2020/12/25

 

 

Natal à Distância

Há 120 anos, um jovem com 20 anos de idade, nascido numa ilha no meio do atlântico, criado na lavoura e numa família numerosa, um jovem que não sabia ler ou escrever, passou, pela primeira vez um Natal fora de casa.  Um Natal distante.  Depois de 20 natais em casa com a família e os amigos, este jovem da ilha Terceira, passou o Natal de 1900 num rancho da Califórnia, trabalhando do nascer ao por do sol, sem a família por perto e sem as novas tecnologias que hoje nos aproximam.  Quase sete décadas mais tarde, no ano de 1968, uma filha, genro, e dois netos desse jovem, acabados de chegar da mesma ilha e vivendo num rancho, não muito afastado do outro onde o pai, sogro e avô tinha vivido, passavam um natal em solidão, longe de tudo e de todos e doloroso porque ainda sem os luxos das comunicações da nova era. Porque sabiam ler e escrever, acompanhava-os as cartas que levavam semanas para atravessar o atlântico e a imensidão do continente americano.
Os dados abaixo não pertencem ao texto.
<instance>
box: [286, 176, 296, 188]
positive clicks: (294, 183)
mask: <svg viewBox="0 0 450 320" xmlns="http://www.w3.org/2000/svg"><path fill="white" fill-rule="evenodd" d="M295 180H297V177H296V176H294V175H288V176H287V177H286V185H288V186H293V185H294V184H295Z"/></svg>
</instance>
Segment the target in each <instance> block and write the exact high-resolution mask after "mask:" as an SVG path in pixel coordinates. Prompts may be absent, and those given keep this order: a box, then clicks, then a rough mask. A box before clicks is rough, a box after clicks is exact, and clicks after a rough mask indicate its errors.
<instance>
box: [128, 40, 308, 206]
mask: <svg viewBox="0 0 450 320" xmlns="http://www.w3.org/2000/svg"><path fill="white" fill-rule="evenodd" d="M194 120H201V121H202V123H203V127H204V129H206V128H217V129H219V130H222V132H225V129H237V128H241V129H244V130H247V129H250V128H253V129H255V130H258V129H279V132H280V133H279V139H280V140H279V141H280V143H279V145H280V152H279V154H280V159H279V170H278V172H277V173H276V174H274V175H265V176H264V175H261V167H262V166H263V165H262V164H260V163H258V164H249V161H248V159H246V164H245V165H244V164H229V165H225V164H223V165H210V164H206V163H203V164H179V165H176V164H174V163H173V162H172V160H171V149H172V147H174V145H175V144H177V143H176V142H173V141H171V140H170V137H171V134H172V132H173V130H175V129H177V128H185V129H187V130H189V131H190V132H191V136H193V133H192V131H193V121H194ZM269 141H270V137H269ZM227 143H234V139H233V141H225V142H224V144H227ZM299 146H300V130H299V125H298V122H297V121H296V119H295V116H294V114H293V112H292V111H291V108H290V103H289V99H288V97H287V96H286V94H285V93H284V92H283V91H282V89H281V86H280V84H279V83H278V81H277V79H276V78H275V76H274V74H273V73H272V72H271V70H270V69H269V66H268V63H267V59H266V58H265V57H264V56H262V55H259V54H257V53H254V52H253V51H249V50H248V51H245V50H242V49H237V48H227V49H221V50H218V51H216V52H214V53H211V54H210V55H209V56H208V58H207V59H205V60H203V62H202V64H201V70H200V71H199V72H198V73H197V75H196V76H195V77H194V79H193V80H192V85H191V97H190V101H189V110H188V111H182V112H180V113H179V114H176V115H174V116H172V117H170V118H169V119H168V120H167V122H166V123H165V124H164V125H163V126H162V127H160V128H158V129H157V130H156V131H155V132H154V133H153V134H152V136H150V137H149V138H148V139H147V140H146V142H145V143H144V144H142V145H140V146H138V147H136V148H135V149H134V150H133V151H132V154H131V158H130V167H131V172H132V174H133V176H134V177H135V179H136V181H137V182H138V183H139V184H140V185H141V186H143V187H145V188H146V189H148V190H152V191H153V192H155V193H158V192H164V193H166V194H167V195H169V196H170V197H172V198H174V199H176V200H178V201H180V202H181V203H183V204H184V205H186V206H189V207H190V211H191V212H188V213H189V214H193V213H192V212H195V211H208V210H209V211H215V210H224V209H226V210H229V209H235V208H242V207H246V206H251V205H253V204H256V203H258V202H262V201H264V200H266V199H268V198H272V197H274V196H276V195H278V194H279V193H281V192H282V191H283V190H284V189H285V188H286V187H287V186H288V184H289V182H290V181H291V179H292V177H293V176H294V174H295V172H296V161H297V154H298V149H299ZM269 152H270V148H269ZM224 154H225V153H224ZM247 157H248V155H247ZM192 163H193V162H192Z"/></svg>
Os Natais à distância têm sido constantes na história do povo dos Açores, com partidas e repartidas pelos Brasis e pelas Américas.    

Hoje, com uma pandemia global, os açor-americanos, como a vasta maioria dos povos no mundo ocidental terão de viver (ou pelo menos deveriam viver) um natal à distância.  Um Natal separados, fisicamente, daqueles que nos são queridos, mesmo que vivam geograficamente próximos.  As entidades da saúde pública, nos dois grandes países da nossa emigração (a de há mais de um século e a das últimas quatro décadas do século XX), Canadá e Estados Unidos, pedem-nos distanciamento físico, sugerem que usemos as novas tecnologias, desde os Zooms aos Facetimes, para enviarmos os beijos e abraços natalícios.  Apelam que vivamos a noite da consoada, virtualmente. 



Não é a celebração que todos nós queremos neste, ou em qualquer Natal.  Mas os açorianos conhecem bem esta realidade.  Fomos embalados com despedidas e com Natais.  Como escreveu o poeta Almeida Firmino: sempre vazio o teu lugar à mesa e a tua voz cada vez mais distante.  Muitos sem cartas, outros com uma carta escrita semanas antes da época, e mais tarde, muito mais tarde, pelo telefone e pela magia das mensagens radiofónicas que as estações de rádio transmitiam, num passado não muito longínquo.  Mensagens que aqueciam os lares açorianos em ambos os lados do Atlântico.

O Natal de 2020, será diferente.  Para os açor-americanos e açor-canadianos, de todas as gerações, conscientes da sua história e do seu legado cultural, é apenas a repetição, adoçada com as novas plataformas da tecnologia, de tantos Natais vividos pelos seus antepassados.  A dramatização exibida em alguns segmentos da nossa Diáspora, só nos mostra que nem todos estão conscientes das vivências do nosso povo. 

Nenhuma família quer viver um Natal à distância!  A escolha determinará o nosso compromisso com a nossa família, porque como tem sido dito: é melhor este Natal sem a celebração em família, do que os futuros Natais sem um membro da família.  A escolha, e o comportamento no seio das famílias dos açor-descendentes, vivendo no continente norte-americano, também determina o grau de distanciamento com que estão da sua realidade histórica. 

Boas Festas, que mesmo vindo de longe, e com o distanciamento social deste Natal, contêm o sentimento único de uma saudade que nem sempre chora, mas que sempre fez parte dos Açores e dos primos da América.